The fight, in that place at least, was over; the citizens had disappeared. The imperialists embraced each other, shook one another by the hand, laughed and danced and waved their caps in the air, shouted for Jellachich and the emperor, and finally ran on to pursue their victorious career. Round the captured barricade the dead lay thick, and the wounded as usual moaned piteously for water.

We went amongst them, doing the little that was possible to ease their pain, and helping to remove some into safer quarters.

To add to the horror, one of the houses caught fire, and it was feared that the whole street would soon be ablaze.

Farther off we could hear the booming of the heavy guns, the sharp rattle of musketry, the shouts of the combatants, the cheers and counter-cheers which told us how the battle was going.

From time to time, too, people brought reports of the fight, and they all boded ill to the insurgents.

The railway station of Gloggnitz, the Hôtel des Invalides, the Veterinary School, were taken one after the other by the imperialists, who, when night fell, were practically masters of the suburbs of Leopoldstadt and Landstrasse.

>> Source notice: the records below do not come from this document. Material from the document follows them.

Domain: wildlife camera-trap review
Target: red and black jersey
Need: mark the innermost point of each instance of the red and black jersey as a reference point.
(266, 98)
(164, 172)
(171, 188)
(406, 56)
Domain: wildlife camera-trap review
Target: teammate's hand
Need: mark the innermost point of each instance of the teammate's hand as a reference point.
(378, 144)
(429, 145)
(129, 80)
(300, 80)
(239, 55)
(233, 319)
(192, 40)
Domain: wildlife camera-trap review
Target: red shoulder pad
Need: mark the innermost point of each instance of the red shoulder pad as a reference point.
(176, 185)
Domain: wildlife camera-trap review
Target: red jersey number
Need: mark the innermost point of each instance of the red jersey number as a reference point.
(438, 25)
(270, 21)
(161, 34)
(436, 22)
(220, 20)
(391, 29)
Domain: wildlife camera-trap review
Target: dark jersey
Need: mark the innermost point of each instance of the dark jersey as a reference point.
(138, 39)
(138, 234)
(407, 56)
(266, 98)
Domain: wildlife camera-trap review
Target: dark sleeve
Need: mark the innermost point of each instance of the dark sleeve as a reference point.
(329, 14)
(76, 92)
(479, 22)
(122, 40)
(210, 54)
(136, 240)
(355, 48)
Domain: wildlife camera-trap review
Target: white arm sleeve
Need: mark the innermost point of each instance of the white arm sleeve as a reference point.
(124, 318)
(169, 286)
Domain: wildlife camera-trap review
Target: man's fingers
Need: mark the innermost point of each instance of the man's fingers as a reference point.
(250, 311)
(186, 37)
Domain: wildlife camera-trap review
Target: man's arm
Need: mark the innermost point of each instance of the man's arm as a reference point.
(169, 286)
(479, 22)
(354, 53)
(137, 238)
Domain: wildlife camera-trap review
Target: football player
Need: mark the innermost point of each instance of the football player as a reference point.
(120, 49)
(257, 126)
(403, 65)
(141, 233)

And such a night as that twenty-eighth of October I had never beheld. The town was on fire in more than twenty different places. Half the houses of the two suburbs were riddled by shot and shell; the flames were consuming the other half.

Red tongues of fire leaped into the sky, forming a grand but terrible spectacle.

The homeless people stood in the streets, some hopelessly dazed and stupid, others fighting the flames as sturdily as they had fought the Austrians; while a few philosophers, who had nothing at stake, looked on calmly at the conflagration.

As for us, our time was fully occupied in removing the wounded from the burning or threatened buildings. Throughout the night we toiled, and it was pleasant to see the genial Rakoczy, with his bright, cheerful face, giving water here, binding up a wound there, or helping to carry a sick man to a safer shelter.